Currently, we use the i3.large instance type for x86_64 builders, and the a1.xlarge for the aarch64. The a1.xlarge has insufficient storage, so for those arm-based machines we allocate an additional 160G gp2 volume, per EBS pricing:

160G * $0.1 (per month) / 30 days / 24 hours = $0.022/h

Fedora Copr runs in N. Virginia region, so the on-demand price is:

$0.156/h for i3.large
$0.102/h for a1.xlarge + $0.022/h for 160G volume = $0.124/h

How to check the spot pricing? Log into the AWS web UI => go to “EC2” category => Open collapsible “Instances” menu on the left side => “Spot Requests” => press “Pricing history” in the right top corner => search the instance types, see the history of spot price:

$0.0468/h for i3.large, about 70% savings against on-demand
$0.0336/h for a1.xlarge + $0.022/h for the volume (nothing changes here) = $0.0556/h, that is 45% savings

Despite the fact that most of the demand is for the x86 architecture, we have about 50:50 x86 vs. arm ratio in AWS. That’s because we have our own in-house x86 hypervisors that provide additional computational power.

How do we start them?

We need to have a flexible builder allocation mechanism, depending on the current usage. And we want to have always some machines preallocated, so when users come they don’t have to wait till the VMs are booted (2-3 minutes). We use the resalloc server for the VM allocation, where a script is called to start, stop and check the virtual machine.
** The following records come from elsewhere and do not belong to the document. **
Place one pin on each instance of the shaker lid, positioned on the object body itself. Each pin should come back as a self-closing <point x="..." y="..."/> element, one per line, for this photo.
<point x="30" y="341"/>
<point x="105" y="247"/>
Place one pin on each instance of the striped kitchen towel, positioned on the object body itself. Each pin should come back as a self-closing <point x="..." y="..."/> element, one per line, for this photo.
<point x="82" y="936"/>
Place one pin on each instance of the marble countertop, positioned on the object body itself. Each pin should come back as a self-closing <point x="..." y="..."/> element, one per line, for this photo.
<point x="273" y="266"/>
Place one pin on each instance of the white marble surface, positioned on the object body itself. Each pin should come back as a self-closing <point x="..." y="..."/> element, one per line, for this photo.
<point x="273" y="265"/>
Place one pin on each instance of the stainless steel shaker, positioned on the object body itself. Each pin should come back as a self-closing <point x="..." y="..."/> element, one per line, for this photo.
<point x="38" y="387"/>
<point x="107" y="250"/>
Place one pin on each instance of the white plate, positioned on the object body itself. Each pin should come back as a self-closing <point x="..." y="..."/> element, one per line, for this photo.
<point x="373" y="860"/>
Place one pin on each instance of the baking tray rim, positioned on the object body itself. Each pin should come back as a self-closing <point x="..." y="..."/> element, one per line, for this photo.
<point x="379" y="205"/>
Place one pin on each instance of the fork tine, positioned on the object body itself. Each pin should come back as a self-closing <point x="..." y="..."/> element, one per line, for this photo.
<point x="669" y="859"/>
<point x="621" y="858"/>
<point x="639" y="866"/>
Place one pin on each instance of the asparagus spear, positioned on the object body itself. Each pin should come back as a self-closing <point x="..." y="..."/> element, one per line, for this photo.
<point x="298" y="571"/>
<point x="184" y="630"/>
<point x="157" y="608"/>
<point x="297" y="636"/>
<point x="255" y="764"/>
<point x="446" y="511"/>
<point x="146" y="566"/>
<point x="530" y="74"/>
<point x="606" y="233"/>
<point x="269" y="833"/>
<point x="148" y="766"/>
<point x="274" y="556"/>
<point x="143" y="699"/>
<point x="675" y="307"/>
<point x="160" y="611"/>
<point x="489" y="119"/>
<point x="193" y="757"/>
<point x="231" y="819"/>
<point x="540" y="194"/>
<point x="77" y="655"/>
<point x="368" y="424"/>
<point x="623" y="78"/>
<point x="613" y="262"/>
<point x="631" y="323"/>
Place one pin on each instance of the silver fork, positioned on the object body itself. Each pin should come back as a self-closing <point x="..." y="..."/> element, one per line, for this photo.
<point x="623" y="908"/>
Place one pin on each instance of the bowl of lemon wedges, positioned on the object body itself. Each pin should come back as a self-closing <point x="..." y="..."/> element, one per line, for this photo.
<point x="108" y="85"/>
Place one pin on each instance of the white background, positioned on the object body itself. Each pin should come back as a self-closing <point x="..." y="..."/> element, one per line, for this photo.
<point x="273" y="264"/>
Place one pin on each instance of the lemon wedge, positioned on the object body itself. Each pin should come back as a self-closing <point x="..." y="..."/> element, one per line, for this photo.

The starting script is just a thin wrapper around a set of our “configuration” playbooks, those include the crucial spawning task file. There are related configuration files in the inventory.

Caveats

Because some AWS subnet (lab) locations may be temporarily unavailable (outage) we randomly pick from a predefined set of subnets; So when this happens Resalloc just stops and re-tries the allocation in a different location.

The good thing on this Ansible approach is that we can “declaratively” describe the machine to be started, and it usually “just works”. The bad thing is that the starting process isn’t 100% under our control, and sometimes the playbook fails while the resource stays in some intermediate (but still running, and thus charged) state in AWS. So, we have also a cron job doing periodic cleanups.

The ‘spot_price’ argument can not be set to null or a float number easily (as specified by ansible-doc ec2) with the Jinja2 templating in Ansible. Therefore we use ”” or “float” strings (fortunately it works as we expect).